In our study, the AUCs were 0.89–0.93, slightly higher than those previously reported under on-site radiology conditions and were, overall, good [7, 21]. Accuracy and inter-observer agreement over the eight periods remained almost stable over time, although the number of RT-PCR+ and chest CT cases followed a bell curve distribution. There may be several reasons for this: knowledge regarding COVID-19 radiological findings has considerably increased since the initial papers were published in January and February 2020; open-source publications issued by radiological societies worldwide were immediately relayed to our facility and implemented in our workflow; we provided e-learning courses to junior and senior TRs; during on-call duty, TRs could ask for collegial help through a private discussion forum and also from other TRs on-call working together on-site in two dedicated emergency reading rooms; in addition to simply reducing reporting variability, the use of structured standardised reports and the scoring may have provided confidence and guidance to TRs [3].

It should be noted that the PPV for the combined scores of 4 and 5 declined when prevalence was at its lowest (25% to 4%), whereas the PPV for a score of 5 remained stable.
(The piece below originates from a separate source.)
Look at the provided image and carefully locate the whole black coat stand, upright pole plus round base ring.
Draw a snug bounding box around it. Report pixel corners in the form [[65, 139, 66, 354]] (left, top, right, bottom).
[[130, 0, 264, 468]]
These findings confirm the impression that, at low prevalence rates, a patient should be classified as suspected of having COVID-19 by radiologists only when confronted with consistent evidence of COVID-19 CT features. It should also be noted that 19 patients who were RT-PCR+ had a chest CT which was not categorised as compatible with COVID-19 infection. In this subgroup, the median time period between the onset of symptoms and the chest CT was only 3 days. Previously, similar CT findings were seen in 56%, 9%, and 4% of patients at 0–2, 3–5, and 6–12 days after the onset of symptoms, respectively [22]. However, upon further investigation, only two of these 19 patients were shown to have had a second chest CT, one which was normal 2 weeks later and the other which was positive 1 week later. These observations highlight that normal chest CT (i.e., a score of 1) does not exclude COVID-19 within the first 3 days of symptoms, as mentioned in the SFR recommendations. Conversely, 9/201 (4.5%) patients with typical CT findings according to the second reading showed a negative RT-PCR result. We investigated these discrepancies and found that 14 of the 49 (28.6%) patients were treated as COVID-19 patients, although only one of them was RT-PCR+ when tested again. This illustrates that chest CT could be useful to reclassify false-negative RT-PCR cases in patients with a high clinical suspicion of COVID-19.
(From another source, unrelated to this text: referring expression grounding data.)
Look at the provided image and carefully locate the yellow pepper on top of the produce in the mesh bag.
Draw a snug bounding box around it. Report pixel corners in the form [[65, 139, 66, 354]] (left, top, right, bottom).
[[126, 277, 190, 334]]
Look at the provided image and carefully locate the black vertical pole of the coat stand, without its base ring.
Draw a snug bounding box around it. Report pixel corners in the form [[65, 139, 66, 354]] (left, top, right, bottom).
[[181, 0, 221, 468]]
There are, however, limitations to this study. First, we were not able to collect exhaustive data on clinical outcomes prospectively due to the limited nature of teleradiological investigation, as part of the patient care pathway. Second, in our multicentric study, local prevalence varied between the hospitals across the six French regions. Moreover, emergency physicians may have had different clinical screening practices, leading to heterogeneity among the study cohort. Third, we did not have access to on-site radiologist’s performance of the same departments. But in our teleradiology workflow, most of the time on-site radiologists do not interpret or re-interpret the exams we take care of. Finally, the RT-PCR results were collected retrospectively, leading to the exclusion of several patients and thereby presenting a risk of sampling bias.

To conclude, we present data from our French multicentric emergency cohort based on prospective radiological reports and secondary expertise. Our results illustrate the high diagnostic accuracy in diagnosing COVID-19 of TRs with various degrees of experience, in settings with different levels of prevalence, as well as excellent inter-observer agreement for chest CT. Thus, this kind of structured outsourced teleradiology model could bring high-quality structured and standardised reports with report turn-around time meeting the requirements of emergency medicine during the pandemic.